И снова мертвая тишина. Мне казалось, я даже слышу, как вдалеке бьются о барьер волны.
– Потому что вам не хватило закваски. Что было, за год израсходовали. И все. Вы свою дистанцию пробежали, уже вскинули руки, ожидая аплодисментов, а вам вдруг – бегите снова…
Груздев провел рукой по лицу, словно стряхивая оцепенение, и совершенно неожиданно для меня улыбнулся.
– Кое в чем, возможно, вы правы.
– Не скрою, рад это слышать. Об остальном договорим после.
– Договорим. – Груздев миролюбиво кивнул.
– Точка, – сказал я. – Итак, сегодня банный день, дизелисты, как говорится, к топкам…
А потом мы говорили с Андреем до глубокой ночи.
– Сегодня ты был жесток.
– Хирурги, спроси у Бармина, отдирают бинты одним махом – так гуманнее. И потом, ты же сам меня ругал, что я боялся сказать правду.
– Правду говорить нужно, даже самую жестокую. Но самому быть жестоким при этом вовсе не обязательно. Иногда нужно быть добрее, Сережа. Не бойся, это тебя не унизит.
– Абстрактно ты, конечно, прав. Но чаще всего, друг мой, добротой называют слабость, а здесь, сам понимаешь, такая доброта смертельна. Сегодня, Андрюша, мне самому хотелось, чтобы ты меня погладил, как щенка, этакие, черт бы их побрал, горькие веточки вдруг начали царапать горло. Но ты меня отстегал – не подумай, что я жалуюсь, за дело! – и тогда я от боли пошире открыл глаза и оглянулся. И все встало на свои места: дело стоит, люди ждут от тебя необходимого слова, жизнь продолжается… А что это нас с тобой на лирику потянуло?

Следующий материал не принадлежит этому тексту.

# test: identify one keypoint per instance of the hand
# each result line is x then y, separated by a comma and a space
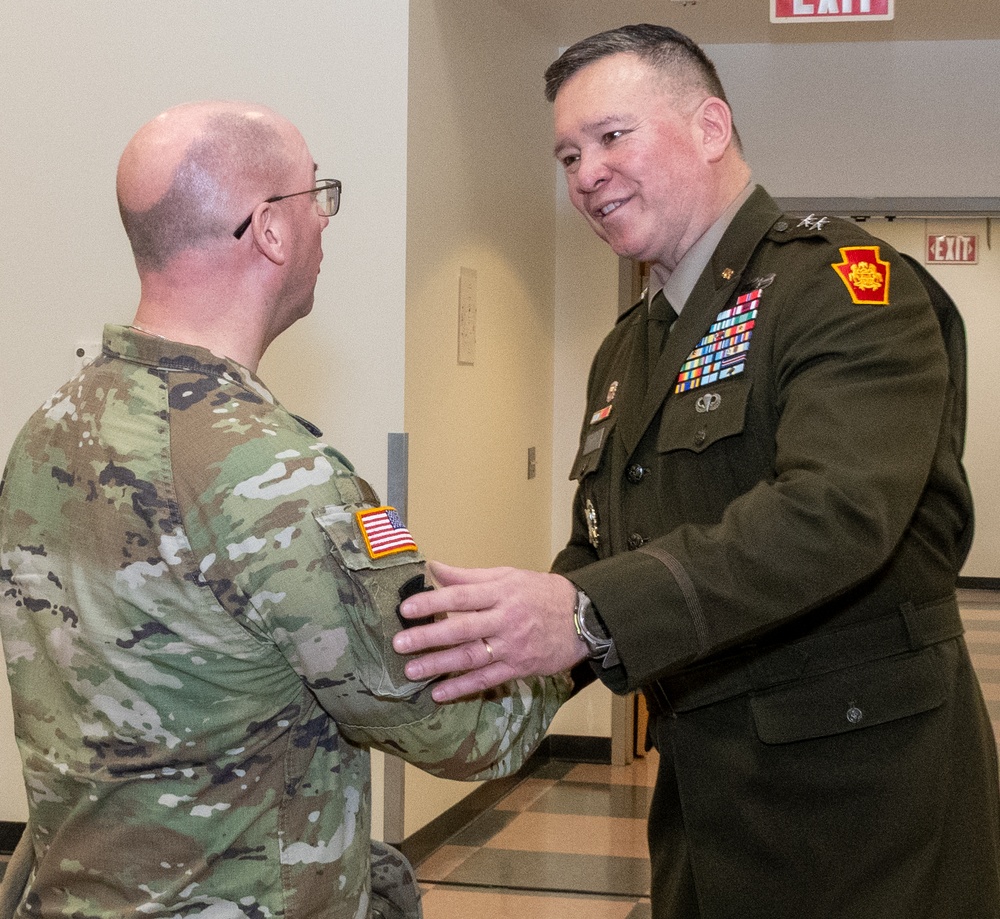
503, 623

Андрей так долго не отвечал, что я даже привстал с постели и хотел к нему подойти, но тут он заговорил:
– Видишь ли, Сережа, подводя итоги, становишься добрее. Начинаешь мучительно вспоминать, не оставил ли ты каких-либо неискупленных обид на земле, подсчитываешь моральные, так сказать, утраты. И скажу тебе, как на исповеди: более замечательного чувства я в своей жизни не испытывал. Попробуй, Сережа.

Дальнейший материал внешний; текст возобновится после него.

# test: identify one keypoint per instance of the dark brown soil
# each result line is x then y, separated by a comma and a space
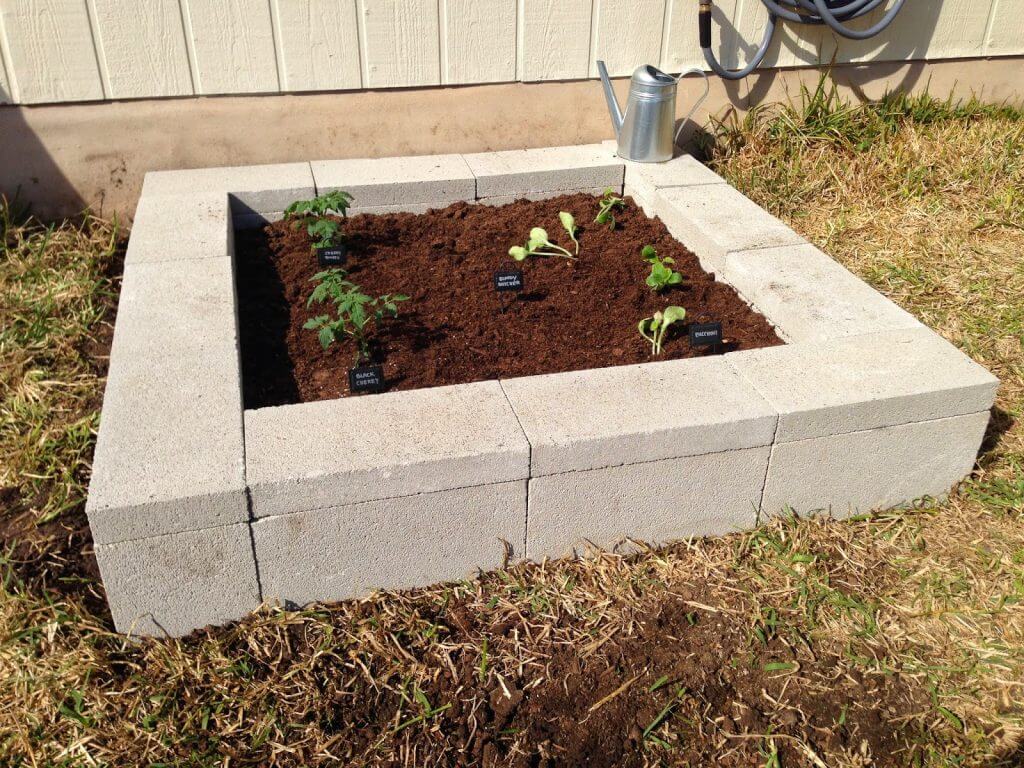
455, 328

Мне стало горько. Я встал, подошел к Андрею, сел на его кровать.
– Успею еще…
– А то, как я, попробуешь, а уже поздно будет.
– Андрюша, – сказал я, – дорогой ты мой человек, это не для таких, как я. Время еще не пришло. Мы работники, у нас дел по горло, только попусти – все вмиг пойдет прахом. Добро, кто-то хорошо сказал, должно быть с кулаками. Рука, разжимающая кулак, – безвольная рука.

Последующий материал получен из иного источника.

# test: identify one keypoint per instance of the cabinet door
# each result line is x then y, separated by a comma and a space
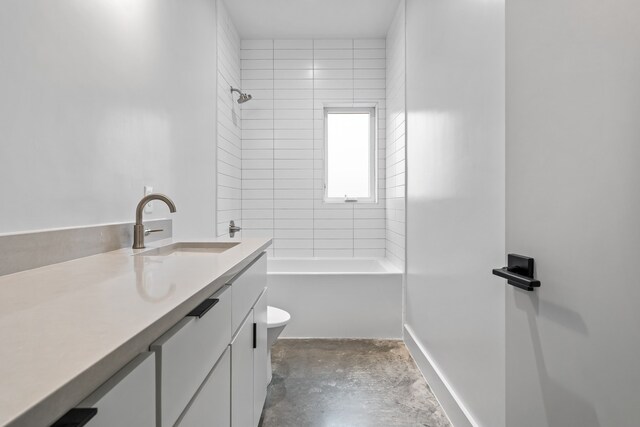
186, 354
212, 405
128, 398
260, 357
242, 375
246, 287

– Я прав, ты прав, он прав, – улыбнулся Андрей. – И все-таки подумай над тем, что я тебе сказал. Ну, спокойной ночи. Пусть нам приснится Валдай, самый хороший клев и вокруг – ни одного конкурента! Идет?
«…Вот я и отчитался перед тобой, родная, теперь ты все знаешь. Андрей давно уснул, и я надеюсь, что ему снится любимый Валдай, лещи да окуни, которых он таскает одного за другим. Когда я говорю или делаю что-нибудь, у меня всегда бывает ощущение, что он рядом и каждое мое слово, каждый поступок проверяет с предельной беспощадностью. Сегодняшний день многому меня научил: меня обижали и я обижал, а в конце концов получилось, что мы квиты. Некоторые, я знаю, считают меня сухарем, они не видят за моей постоянной твердостью живых человеческих чувств. Если б они могли знать, как я хочу увидеть тебя, твои глаза, твое лицо, всю тебя. Но дать сейчас себе поблажку, размагнититься – значит, сдаться на милость самому страшному врагу полярника – безнадежности. И я не сдамся ради них самих, ради тебя, ради самого себя, наконец! До свидания, родная, видишь, все-таки – до свидания!»
Семёнов выключил свет и лег в постель.
Так закончился на станции Лазарев первый день второй зимовки.